地点登録した東近江開閉所内の敷地

 関西電力送配電は、キャンプ地として敷地を貸し出す事業に乗り出す。3月1日に東近江開閉所(滋賀県東近江市)の一部を山林のレンタルサービスに登録。1人で訪れる「ソロキャンパー」を対象に、送配電設備の眺望を楽しめる高台を提供する。8月末まで試行し、需要が見込めると判断すれば登録地点を拡大する方針だ。

 関西送配電によると敷地の一部をキャンプ地として貸し出す取り組みは、一般送配電事業者で初。山林の有効活用を検討した結果、電力設備を身近に感じてもらえるキャンプ地としての利用を滋賀本部の若手社員が発案した。鉄塔跡地や変電所も候補に挙がったが、キャンプ地からの眺めや駐車スペースを踏まえ、東近江開閉所での試行を決めた。

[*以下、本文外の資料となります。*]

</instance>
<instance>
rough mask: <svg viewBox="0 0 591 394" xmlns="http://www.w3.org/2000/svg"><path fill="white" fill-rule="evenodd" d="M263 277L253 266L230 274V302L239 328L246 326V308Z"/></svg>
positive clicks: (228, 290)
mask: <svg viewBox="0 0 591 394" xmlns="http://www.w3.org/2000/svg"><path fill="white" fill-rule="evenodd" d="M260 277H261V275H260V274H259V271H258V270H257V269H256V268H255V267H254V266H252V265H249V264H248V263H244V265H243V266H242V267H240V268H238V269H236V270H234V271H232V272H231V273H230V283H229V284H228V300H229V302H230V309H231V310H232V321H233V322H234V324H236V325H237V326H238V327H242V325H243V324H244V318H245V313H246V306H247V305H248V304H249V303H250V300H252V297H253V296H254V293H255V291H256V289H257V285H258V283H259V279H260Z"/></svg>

 メディコム(大阪市、木村正晴社長)が運営するマッチングサービス「YAMAKAS」(ヤマカス)に登録。利用料は月額1万1千円とした。ソロキャンパーはYAMAKASを通じ、申し込みや利用料の支払いをする。

 27日には滋賀本部が登録地点を公開。事業を発案した送電用地グループの石見雄大さんは「電力設備だけでなく滋賀県の魅力もたくさんの人に感じてほしい」と話した。